On summer weekends, we would drive to Shoeburyness, near Southend, where the ceremonial setting-up of the
Primus stove, followed by the boiling of the kettle for the first cuppa, always felt like an adventure. On winter Saturday evenings, we knew to keep as quiet as mice while the football results were broadcast over the radio (my sister and I used to try to guess
each score from the intonation of the announcer) and our father checked his Pools coupon. One day, he used to tell us, his boat would come in...
When I passed
the “Scholarship” and found myself bound for Grammar School, my Dad was adamant that I had to start my new adventure feeling confident to face the world. My school uniform, purchased from a specialist outfitters, fitted me perfectly - he refused
point blank for me to wear over-sized clothes which I could “grow into”. I can’t imagine how he paid for that uniform and it was many years later before I really appreciated what he did for me.
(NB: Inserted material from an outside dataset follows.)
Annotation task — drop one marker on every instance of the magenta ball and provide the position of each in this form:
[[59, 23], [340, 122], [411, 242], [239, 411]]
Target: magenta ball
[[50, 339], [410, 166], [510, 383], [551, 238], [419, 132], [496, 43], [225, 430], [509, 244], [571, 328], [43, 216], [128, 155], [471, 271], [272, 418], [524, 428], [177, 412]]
We did have some tussles in my teenage years, hardly surprising when I wanted to get married at the age of eighteen and he wanted me to remain his little daughter forever.
But my Dad was not one to risk losing a daughter and we surmounted our differences through his loving persistence and willingness to move on.
He was a loving Grandad
to our Foursome, taking them on many a trip with my dear Mum. He played the piano with the Youngest of the Darling Daughters, for ever exhorting her: “Can you play ‘Far Away’?” She didn’t get the joke for ages. He told all of
his grandchildren other daft jokes which they still recall today. Example: There were two eggs in a pan of boiling water. One said to the other, “Cor, it’s hot in here!” To which the second egg replied: “That’s nothing - wait
till we get out of here, we’ll have our heads bashed in....”
I’m laughing, even as I remember...
Happy Father’s Day, dear Dad, and thanks for the memories.